Goodbye, Eri – Tatsuki Fujimoto

For those who loved Chainsaw Man, you may want to check out Tatsuki Fujimoto’s Goodbye, Eri. This one-shot follows Yuuta, who shows his classic a bombastic portrayal of his mother’s demise through film. After being ridiculed by his classmates, he attempts to take his own life. A girl named Eri stops him and the two set out on a mission to make a film, crazier than the one Yuuta previously made. 

Goodbye, Eri expresses Fujimoto’s love for film and gives him a way to tell his audience why it’s important to move forward from loss and regret. It contains some humor for good measure and excellent development for Yuta, Eri, and other cast members. The ending may confuse readers, so you may want to read this one a few times to get what Fujimoto is conveying. Nonetheless, it’s a wild and intriguing one-shot from a mangaka who’s managed to win the hearts of millions worldwide. 

The Gokuraku District’s Third Avenue Incident – Yuuto Sano

A one-shot of action and supernatural phenomena is what you can expect with Yuuto Sano’s The Gokuraku District’s Third Avenue Incident. In it, we follow the duo of Tao and Alma, two troubleshooters who love solving problems for food, money, and peace of mind. By and large, this is a simplistic tale that follows the daily lives of Tao and Alma as they embark on crazy endeavors. 

They’ll beat up thugs, make some money, and interact with people they’ve grown to appreciate. Although we don’t get a glimpse at all the adventures these two have embarked on over the years, Sano does a decent job at getting folks updated on Tao and Alma’s expertise in the field.

For those who are looking for a straightforward supernatural action tale to read, this is worth checking out. 

The Enigma of Amigara Fault – Junji Ito

The Enigma of Amigara Fault is an incredible horror one-shot from one of Japan’s finest authors, Junji Ito. With its chilling atmosphere and thought-provoking exploration of the human psyche, you’ll be enamored by the incredible storytelling found in this one-shot.

For instance, Ito’s eerie artwork perfectly captures this narrative’s unsettling nature. From the oppressive landscapes to the grotesque character designs, you’ll always feel a sense of dread while observing this one-shot’s many panels. Its atmospheric tension builds gradually, allowing readers to experience a gripping and spine-chilling journey as the characters are drawn closer to the Amigara Fault’s mystery.

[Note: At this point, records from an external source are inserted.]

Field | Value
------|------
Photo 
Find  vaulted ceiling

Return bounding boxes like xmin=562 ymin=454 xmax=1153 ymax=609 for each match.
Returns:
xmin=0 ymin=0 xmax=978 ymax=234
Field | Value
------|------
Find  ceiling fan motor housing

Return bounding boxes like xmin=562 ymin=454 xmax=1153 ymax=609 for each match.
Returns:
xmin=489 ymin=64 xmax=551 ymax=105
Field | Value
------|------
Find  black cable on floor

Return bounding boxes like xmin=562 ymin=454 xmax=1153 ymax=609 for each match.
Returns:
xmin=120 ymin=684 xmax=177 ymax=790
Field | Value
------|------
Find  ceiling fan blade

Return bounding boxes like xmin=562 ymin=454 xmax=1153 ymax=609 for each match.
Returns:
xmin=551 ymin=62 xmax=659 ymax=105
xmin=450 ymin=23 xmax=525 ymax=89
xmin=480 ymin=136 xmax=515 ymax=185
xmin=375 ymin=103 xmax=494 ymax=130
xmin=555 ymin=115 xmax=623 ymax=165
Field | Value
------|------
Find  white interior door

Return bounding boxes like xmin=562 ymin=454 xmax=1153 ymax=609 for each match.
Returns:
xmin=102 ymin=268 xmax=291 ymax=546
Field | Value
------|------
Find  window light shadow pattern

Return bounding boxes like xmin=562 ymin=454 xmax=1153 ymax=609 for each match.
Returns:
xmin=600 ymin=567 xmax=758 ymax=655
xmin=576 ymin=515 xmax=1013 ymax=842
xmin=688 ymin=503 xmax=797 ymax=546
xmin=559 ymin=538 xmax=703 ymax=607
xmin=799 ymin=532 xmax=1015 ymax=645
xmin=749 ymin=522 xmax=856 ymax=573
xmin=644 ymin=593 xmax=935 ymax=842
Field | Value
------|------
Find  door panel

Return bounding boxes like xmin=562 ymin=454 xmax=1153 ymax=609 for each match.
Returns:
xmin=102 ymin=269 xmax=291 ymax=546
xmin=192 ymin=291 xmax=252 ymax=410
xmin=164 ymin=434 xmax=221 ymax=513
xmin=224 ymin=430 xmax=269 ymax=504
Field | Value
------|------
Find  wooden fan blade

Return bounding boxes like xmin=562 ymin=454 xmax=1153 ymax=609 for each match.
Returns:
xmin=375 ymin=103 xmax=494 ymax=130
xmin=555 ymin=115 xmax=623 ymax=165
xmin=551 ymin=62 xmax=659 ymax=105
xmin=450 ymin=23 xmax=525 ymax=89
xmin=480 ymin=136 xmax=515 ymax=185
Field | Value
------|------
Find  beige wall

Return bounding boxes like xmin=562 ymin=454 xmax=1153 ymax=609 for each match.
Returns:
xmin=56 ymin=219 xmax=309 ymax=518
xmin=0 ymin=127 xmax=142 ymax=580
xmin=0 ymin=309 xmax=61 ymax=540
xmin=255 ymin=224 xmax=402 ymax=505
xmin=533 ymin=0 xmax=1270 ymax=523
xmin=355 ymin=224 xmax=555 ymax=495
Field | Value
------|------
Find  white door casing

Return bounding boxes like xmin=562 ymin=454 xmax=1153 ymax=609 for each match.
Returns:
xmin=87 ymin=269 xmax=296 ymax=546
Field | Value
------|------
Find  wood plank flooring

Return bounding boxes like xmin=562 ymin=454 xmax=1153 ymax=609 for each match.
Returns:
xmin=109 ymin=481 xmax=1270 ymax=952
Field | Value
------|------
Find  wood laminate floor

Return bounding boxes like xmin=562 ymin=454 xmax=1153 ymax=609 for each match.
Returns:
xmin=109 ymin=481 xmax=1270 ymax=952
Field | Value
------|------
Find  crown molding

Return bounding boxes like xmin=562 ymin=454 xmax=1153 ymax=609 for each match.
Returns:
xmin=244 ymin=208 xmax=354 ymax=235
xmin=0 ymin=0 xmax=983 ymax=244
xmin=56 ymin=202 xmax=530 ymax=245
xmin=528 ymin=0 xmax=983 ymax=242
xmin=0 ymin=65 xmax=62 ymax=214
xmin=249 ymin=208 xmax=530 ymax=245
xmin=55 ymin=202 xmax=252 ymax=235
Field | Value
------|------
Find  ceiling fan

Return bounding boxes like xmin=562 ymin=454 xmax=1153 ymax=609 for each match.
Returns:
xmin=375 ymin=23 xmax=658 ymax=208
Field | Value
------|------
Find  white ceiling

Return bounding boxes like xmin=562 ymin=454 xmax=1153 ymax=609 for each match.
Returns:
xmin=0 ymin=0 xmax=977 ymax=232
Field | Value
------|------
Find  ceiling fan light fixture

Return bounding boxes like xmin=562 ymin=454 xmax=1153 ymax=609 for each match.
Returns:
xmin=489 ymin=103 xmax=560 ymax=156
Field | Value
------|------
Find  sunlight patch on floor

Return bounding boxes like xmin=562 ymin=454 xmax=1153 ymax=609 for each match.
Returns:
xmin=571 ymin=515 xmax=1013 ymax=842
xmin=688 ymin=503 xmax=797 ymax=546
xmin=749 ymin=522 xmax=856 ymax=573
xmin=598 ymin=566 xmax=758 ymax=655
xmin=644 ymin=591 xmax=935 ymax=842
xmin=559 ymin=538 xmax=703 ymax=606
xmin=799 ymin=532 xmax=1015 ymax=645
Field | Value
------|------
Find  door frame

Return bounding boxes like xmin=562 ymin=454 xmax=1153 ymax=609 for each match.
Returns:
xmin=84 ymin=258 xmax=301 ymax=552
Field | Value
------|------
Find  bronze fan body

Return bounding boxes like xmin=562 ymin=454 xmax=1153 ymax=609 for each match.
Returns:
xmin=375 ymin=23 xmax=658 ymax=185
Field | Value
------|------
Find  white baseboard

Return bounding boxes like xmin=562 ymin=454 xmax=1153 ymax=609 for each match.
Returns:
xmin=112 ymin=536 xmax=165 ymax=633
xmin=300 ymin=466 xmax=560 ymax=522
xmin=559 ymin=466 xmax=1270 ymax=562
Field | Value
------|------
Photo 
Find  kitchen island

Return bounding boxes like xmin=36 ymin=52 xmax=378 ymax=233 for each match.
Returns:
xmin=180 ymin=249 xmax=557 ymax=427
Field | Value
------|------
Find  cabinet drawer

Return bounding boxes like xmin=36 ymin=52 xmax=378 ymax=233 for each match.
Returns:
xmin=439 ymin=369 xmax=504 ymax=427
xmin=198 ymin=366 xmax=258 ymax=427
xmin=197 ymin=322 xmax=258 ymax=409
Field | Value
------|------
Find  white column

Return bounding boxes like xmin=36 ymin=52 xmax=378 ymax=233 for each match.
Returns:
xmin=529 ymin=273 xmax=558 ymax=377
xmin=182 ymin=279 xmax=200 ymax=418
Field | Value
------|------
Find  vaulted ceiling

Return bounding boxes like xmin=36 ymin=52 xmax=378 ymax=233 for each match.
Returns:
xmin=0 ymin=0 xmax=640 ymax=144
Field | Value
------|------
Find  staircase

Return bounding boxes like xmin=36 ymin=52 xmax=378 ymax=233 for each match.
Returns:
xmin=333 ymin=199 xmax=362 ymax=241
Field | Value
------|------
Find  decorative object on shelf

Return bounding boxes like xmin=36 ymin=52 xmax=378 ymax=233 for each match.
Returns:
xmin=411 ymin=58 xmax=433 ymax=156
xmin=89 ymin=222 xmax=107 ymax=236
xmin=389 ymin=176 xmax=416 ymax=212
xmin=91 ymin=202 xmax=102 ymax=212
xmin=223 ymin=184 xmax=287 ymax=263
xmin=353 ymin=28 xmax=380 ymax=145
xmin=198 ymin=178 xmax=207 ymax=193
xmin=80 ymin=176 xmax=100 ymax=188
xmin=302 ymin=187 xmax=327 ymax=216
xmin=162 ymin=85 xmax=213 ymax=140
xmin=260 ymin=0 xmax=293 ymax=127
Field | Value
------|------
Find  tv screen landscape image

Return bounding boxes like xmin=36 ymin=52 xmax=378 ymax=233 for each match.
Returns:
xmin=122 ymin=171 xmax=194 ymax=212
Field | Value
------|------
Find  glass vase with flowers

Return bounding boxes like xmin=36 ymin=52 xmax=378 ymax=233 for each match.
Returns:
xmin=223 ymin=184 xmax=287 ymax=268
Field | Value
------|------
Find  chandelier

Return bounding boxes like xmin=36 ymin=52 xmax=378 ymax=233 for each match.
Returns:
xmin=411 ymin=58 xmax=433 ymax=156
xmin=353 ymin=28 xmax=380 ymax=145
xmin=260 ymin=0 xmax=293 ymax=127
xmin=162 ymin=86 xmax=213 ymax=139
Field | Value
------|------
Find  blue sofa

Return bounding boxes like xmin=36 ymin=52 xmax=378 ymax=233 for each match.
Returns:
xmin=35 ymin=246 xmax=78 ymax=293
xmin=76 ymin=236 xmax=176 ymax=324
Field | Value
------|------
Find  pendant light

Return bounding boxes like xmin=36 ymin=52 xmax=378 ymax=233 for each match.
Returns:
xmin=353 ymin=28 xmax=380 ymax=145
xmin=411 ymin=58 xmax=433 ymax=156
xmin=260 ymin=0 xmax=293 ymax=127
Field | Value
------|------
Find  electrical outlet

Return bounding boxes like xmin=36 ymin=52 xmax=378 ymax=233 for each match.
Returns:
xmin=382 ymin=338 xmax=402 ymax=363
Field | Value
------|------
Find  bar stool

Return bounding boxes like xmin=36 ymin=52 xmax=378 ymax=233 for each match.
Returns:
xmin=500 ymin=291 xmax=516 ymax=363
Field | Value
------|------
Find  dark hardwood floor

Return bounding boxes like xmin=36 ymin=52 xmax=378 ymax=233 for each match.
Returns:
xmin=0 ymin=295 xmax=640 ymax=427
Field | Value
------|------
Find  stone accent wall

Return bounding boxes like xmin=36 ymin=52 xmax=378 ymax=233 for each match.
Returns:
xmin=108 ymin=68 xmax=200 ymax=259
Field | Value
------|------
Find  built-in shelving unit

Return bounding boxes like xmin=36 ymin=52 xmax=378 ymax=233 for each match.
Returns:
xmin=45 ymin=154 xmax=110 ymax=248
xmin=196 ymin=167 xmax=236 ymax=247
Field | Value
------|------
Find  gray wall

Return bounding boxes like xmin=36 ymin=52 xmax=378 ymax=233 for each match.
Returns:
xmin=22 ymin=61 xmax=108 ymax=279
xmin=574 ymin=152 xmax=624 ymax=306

In addition to presenting audiences with existential questions concerning identity, purpose, and the lengths people will go to secure those aspects, this is a tale many horror fanatics should read at least once. 

One-Armed Amy – Shun Akagi

One-Armed Amy is a short and enjoyable one-shot that’s worth your time. It follows a living doll named Amy and explores her life with her father. Interestingly, it’s told from a first-person POV, giving viewers a glimpse at the world from Amy’s eyes. Amy receives wonderful development throughout the tale, but some may be disappointed with the side characters’ lack of focus. 

Nonetheless, this tale gives Amy some fun activities to participate in that are wholesome at their core. From her interactions with wildlife to the conversations with her father, you’ll adore the amount of material Shun Akagi crams in this short tale. The artwork is impeccable and cute. Many will adore Amy’s expressions and reactions to things, as it captures the joys of being young well.

If you’re looking for something that’s short, sweet, and somewhat dramatic, check this out. 

A Silent Voice – Yoshitoki Ooima

For those who need something that will hit their hearts hard, Yoshitoki Ooima’s A Silent Voice will do the trick. This one-shot explores themes of redemption, empathy, and forgiveness. It gives readers a solid stance on bullying and how much of an impact it can have on the person receiving the torture and the one who dishes it out. 

The story follows Shoya as he wrestles with guilt over bullying his classmate Shouko for being deaf. Ooima delves into the complex emotions experienced from both sides, highlighting our cast’s struggles and growth throughout the narrative.

With its evocative imagery, important handling of social issues, and excellent character development, A Silent Voice delivers an emotionally charged tale that you should read!

So, there we have it, our picks for the best one-shot manga through the years!